Lindorm Spark node - DataWorks - Alibaba Cloud Documentation Center

DataWorks allows you to use Lindorm Spark nodes to develop and periodically schedule Lindorm Spark tasks. This topic describes how to use a Lindorm Spark node to develop a task.

Background information

Lindorm is a distributed computing service based on a cloud native architecture. It supports Community Edition computing models and Apache Spark and is in-depth integrated with the features provided by the Lindorm storage engine. Lindorm can use the underlying data storage features and indexing capabilities to efficiently complete distributed jobs. Lindorm meets computing requirements in various scenarios, such as massive data processing, interactive analytics, machine learning, and graph computing.

Prerequisites

(Required if you use a RAM user) The RAM user that you want to use to develop tasks is added to the required workspace and is assigned the Development or Workspace Administrator role. The Workspace Administrator role has extensive permissions, and we recommend that you assign this role to the RAM user only when necessary. For more information about how to add a member to a workspace and grant permissions to the member, see Add workspace members and assign roles to them.
Note
If you use an Alibaba Cloud account, ignore this prerequisite.
A Lindorm instance is created and associated with the required workspace as a computing resource. For more information, see Add a Lindorm computing resource.

Create a Lindorm Spark node

For information about how to create a Lindorm Spark node, see Create a Lindorm Spark node.

Configure the Lindorm Spark node

On the configuration tab of the Lindorm Spark node, you can configure the node by using a JAR package or .py file based on the language type (such as Java, Scala, and Python).

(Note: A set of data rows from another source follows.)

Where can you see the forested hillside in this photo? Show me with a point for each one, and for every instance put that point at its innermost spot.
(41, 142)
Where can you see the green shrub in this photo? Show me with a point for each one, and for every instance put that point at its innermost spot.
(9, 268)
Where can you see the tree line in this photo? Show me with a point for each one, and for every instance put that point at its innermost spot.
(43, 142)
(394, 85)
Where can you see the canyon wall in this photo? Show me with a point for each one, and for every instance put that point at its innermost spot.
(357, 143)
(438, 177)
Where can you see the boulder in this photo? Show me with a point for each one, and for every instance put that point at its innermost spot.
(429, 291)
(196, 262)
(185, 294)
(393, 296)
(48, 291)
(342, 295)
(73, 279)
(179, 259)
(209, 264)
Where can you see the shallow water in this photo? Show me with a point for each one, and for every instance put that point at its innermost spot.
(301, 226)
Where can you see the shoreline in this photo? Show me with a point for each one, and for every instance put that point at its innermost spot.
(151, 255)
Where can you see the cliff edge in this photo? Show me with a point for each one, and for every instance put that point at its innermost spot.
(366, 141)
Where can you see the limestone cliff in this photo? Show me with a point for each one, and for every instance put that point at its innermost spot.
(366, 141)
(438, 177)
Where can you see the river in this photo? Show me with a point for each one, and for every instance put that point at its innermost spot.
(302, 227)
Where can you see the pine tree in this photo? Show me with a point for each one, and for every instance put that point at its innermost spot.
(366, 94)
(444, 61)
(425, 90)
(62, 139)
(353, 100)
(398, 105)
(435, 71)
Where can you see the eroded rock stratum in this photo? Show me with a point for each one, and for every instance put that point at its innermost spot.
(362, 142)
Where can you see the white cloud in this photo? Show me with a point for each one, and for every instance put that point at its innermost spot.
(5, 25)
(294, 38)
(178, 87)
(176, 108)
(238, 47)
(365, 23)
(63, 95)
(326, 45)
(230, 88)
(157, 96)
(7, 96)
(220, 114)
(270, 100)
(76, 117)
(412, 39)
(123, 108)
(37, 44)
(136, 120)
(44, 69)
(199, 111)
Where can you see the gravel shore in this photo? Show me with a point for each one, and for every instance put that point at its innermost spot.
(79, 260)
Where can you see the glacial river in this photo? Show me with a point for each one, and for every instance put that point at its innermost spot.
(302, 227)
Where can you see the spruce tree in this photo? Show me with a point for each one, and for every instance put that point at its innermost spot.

Configure the Lindorm Spark node in Java or Scala

In the following example, the sample program SparkPi is used to describe how to configure and use a Lindorm Spark node.

Upload a JAR package

You must upload a sample JAR package to LindormDFS and copy the storage location of the JAR package so that you can run the JAR package in node configuration.

Prepare a sample JAR package.
Download the sample JAR package spark-examples_2.12-3.3.0.jar to your computer.
Upload the JAR package to LindormDFS.
1. Log on to the Lindorm console. In the top navigation bar, select a desired region. Find the Lindorm instance that you created on the Instances page.
2. Click the name of the instance in the Instance ID/Name column to go to the instance details page.
3. In the left-side navigation pane, click Compute Engine.
4. On the Job Management tab of the Compute Engine page, click Upload Resource.
5. On the xxx page, click the dashed line box area for uploading, find and open the JAR package resource you downloaded.
6. Click Upload.
Copy the storage path of the sample JAR package.
On the Job Management tab, find the JAR package that you uploaded below Upload Resource. Click the icon to the left of the package to copy the storage path of the JAR package in LindormDFS.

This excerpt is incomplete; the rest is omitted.